We're in our 50s... and I'm feeling very frustrated by his demands. I've always enjoyed sex and I've been open to trying new things - he is open minded as well. (BTW, we've been together 6 years, married 4, both work from home together, kids are all grown)
So here's a Reader's Digest version of the issues: When we first met, he admitted upfront that he tended to be a bit oversexed - not really a problem since I'd always had a healthy libido - except as time has gone on, he has more "needs" than he had early on. By needs, I mean that sex isn't satisfying for him unless I've had many, many orgasms (evidently his ex wife could have 30+ per session) and I'm not into the numbers game... and he reserves the right to prolong his orgasms until he's good and ready to have one... and he's never really ready, but at some point (usually an hour to an hour and a half of pleasuring him) I have to say enough is enough and tell him that he'll be on his own if it doesn't happen soon. It's not that he can't orgasm, he just doesn't want to "because it feels so good". By "it" I mean oral or manual stimulation from me... regular penetrative sex doesn't happen often for a number of reasons - mostly medical - on both our parts. He is a very large (overweight) man, (not an issue for me especially since I'm not tiny myself), but he has back issues that preclude most sexual positions and the ones that would work don't work because of body mass. He neglects his health problems which is becoming more of an issue for me because he had promised me that he would work on "getting healthier" but he doesn't.

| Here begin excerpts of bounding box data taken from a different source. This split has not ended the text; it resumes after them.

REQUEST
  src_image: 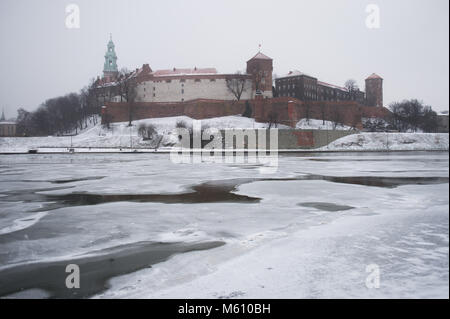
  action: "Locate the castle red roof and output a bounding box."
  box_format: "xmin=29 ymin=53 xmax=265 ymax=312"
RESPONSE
xmin=152 ymin=68 xmax=217 ymax=76
xmin=249 ymin=52 xmax=272 ymax=61
xmin=317 ymin=81 xmax=348 ymax=91
xmin=366 ymin=73 xmax=382 ymax=80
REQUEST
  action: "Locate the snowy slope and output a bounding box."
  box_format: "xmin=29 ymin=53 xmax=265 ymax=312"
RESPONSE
xmin=319 ymin=133 xmax=449 ymax=151
xmin=0 ymin=116 xmax=449 ymax=152
xmin=295 ymin=119 xmax=352 ymax=131
xmin=0 ymin=115 xmax=287 ymax=152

The other problem I have is that he has a fetish about fantasizing about me having sex with other men... to the point that he wants me to feed his fetish by verbalizing HIS fantasies while we're having sex. I'm open-minded and understand that most people have their fantasies, but it's gotten to the point that I feel like we have no intimacy between just the two of us anymore - there always seems to be at least a third person figuratively in bed with us... and the fact that I've verbalized to him that I don't want to do it and he still pushes the issue every time has gotten me to the point of not wanting to be physically intimate anymore.
He thinks I'm unreasonable because I don't feel that devoting 5-6 hours a day to sex is realistic (he seriously wants 2 hour sessions 2-3 times a day, more on weekends,) and because I feel like he's being disrespectful of me and our relationship with his need to verbalize his fantasies/and or expect me to verbally feed them. At this point, if I could get past the fantasizing thing, I still think that we could have a reasonable sex life having sex 2-3 times a week and a mixture of quickies and reasonable length lovemaking sessions of a half an hour to an hour.
Any suggestions or comments? Is it me? Do we need outside intervention? He just pouts and blames it on my hormones (which it isn't, they've already been checked!) and says he "won't bother me at all" then. HELP!